The couple is still paying rent and bills on a house in Michigan while living in a tent in Alabama. The Moulton police also seized about $2,500 in cash Prock said she received as part of the settlement from her traffic accident. Their money has almost run out.

In the month after the arrest, Prock said she struggled with dark feelings. She couldn’t look at pictures of her son. Before she met her husband and became pregnant, she struggled with opioid addiction that started after emergency surgery for an ectopic pregnancy – a life-threatening condition where the fetus implants in the fallopian tube.

Eventually she started using heroin and went to prison, where she got clean. Prock said she hasn’t used in five years. In the days after her arrest in Alabama, her thoughts drifted back to her struggle with heroin.

“It’s brought back so many bad memories and feelings,” Prock said. “I haven’t felt like this since four years ago or five years ago and I was doing bad. All that guilt and shame is back.”

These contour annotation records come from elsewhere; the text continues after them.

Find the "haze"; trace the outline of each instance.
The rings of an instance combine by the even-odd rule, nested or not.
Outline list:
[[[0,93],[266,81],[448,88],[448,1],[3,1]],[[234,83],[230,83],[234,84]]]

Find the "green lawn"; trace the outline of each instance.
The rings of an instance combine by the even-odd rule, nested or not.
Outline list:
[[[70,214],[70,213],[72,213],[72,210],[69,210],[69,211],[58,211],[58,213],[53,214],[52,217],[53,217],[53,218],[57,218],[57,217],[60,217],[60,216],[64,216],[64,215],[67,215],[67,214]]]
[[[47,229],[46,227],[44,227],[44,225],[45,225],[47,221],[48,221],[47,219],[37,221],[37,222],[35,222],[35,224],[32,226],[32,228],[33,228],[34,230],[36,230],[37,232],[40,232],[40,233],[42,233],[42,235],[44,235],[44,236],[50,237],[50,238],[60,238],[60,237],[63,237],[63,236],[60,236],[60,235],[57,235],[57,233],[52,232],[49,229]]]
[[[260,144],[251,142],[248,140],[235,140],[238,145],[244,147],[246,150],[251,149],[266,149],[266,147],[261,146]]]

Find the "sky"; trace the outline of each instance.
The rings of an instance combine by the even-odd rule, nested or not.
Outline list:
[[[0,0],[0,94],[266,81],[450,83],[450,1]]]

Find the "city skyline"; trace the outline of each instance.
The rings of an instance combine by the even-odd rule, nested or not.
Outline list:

In the past two months, Prock said she has gained a sense of purpose – to get her son back and prove that she’s a good mom, and not the kind person who would have exposed a medically-fragile child to dangerous drug fumes.

“I am a recovering addict and I just want to do something about this,” Prock said. “Because what if this happens to somebody else and they’re a recovering addict and they’re not strong enough to stay clean. And they end up relapsing, or even worse, dying or overdosing and then a child is without a mother because Alabama is so just overkilling with that charge and taking children.”